Florida Governor Rick Scott had asked for various tax and fee cuts totaling $1.7 billion. His top priority was a $458 million cut in the corporate tax, but the budget deal calls for only a $30 million reduction. The Republican governor, though, dropped his threat to veto the budget if he didn't get his corporate tax cut.

Scott wants eventually to repeal the corporate tax, which raises nearly $2 billion a year, as part of his agenda to create jobs by making Florida, where more than 1 million workers are unemployed, friendlier to business.

"My plan was to phase it out over seven years," Scott said. "We're still going to get there."

Besides the higher exemption, the budget agreement includes targeted business tax credits of $9 million for research and development, $10 million for space projects and $3 million for contaminated site development. The state's film industry tax credit would be increased by $12 million.

The biggest chunk of tax relief would come at the expense of the state's five water management districts. Their property taxes would be cut by $210.5 million.

The accord also has a three-day back-to-school sales tax holiday that would set the state back $25.6 million.

Tuesday was the deadline for reaching an agreement due to a constitutional 72-hour waiting period before a vote can be taken after a compromise budget bill hits lawmakers' desks.

The budget for the fiscal year beginning July 1 is expected to top $67 billion with $2.2 billion in reserves. It cuts spending by nearly $4 billion but budget writers still found room for spending projects in key lawmakers' districts.

The budget's spending reductions along with what will amount to a 3 percent pay cut for public employees are the result of state's revenues failure to keep pace with cost increases and a growing demand for services, led by health care programs.

The budget deal cuts Medicaid reimbursement rates 12 percent for most hospitals — 4 percent for children's and rural hospitals — and 6.5 percent for nursing homes.

The Senate, though, backed off from sharp reductions in programs for seriously ill patients including transplant recipients and seniors. Now, they'll keep their current spending levels.

Last minute additions included $6.9 million for a community college branch in Wesley Chapel, hometown of Republican Rep. Will Weatherford who is slated to become speaker in November 2012.

Those and several other projects were added less than 24 hours after some legislators complained the Senate bill was filled with members' pet projects and "political payback to special interests."

Grimsley changed her tune Tuesday, saying the projects are "from the members who know their districts much better than Sen. Alexander and I know them."

Other late additions include $6 million to complete an applied science building at Florida State University, $5 million for targeted student assistance at Florida A&M University and more than $2 million each for medical schools at the University of Central Florida and Florida International University.

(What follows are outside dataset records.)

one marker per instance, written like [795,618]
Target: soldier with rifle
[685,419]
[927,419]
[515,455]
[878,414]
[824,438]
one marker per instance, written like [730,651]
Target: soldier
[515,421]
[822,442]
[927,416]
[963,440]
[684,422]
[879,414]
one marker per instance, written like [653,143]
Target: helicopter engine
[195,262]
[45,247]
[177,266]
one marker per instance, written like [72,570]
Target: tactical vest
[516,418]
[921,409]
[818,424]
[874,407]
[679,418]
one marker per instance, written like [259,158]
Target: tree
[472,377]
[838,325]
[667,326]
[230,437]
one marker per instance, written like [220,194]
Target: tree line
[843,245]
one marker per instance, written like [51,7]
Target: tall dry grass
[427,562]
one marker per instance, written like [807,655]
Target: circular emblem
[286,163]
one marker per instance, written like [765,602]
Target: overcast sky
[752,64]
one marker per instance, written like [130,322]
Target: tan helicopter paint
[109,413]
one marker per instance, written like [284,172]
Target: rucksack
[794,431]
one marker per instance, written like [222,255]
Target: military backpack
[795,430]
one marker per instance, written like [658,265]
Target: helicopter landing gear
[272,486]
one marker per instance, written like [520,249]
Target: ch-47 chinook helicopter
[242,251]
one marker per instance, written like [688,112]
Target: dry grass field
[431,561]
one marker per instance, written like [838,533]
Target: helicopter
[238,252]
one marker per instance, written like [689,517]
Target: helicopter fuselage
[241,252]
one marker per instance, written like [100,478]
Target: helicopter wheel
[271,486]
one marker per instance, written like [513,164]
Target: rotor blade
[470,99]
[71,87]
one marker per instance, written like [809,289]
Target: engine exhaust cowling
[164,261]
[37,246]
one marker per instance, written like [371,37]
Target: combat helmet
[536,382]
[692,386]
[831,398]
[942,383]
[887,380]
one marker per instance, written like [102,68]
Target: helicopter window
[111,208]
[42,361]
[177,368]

Also, added: $200,000 for UCF's Lou Frey Institute of Politics and Government, $750,000 more for historically black colleges, $895,458 more for health programs at Nova Southeast University and $400,000 for a study of potential benefits of destination gambling resorts and horse racing.

The budget leaders agreed on $21.1 million for libraries — $100,000 more than current spending — and the deal will spare state attorneys and public defenders from a proposed 5 percent cut.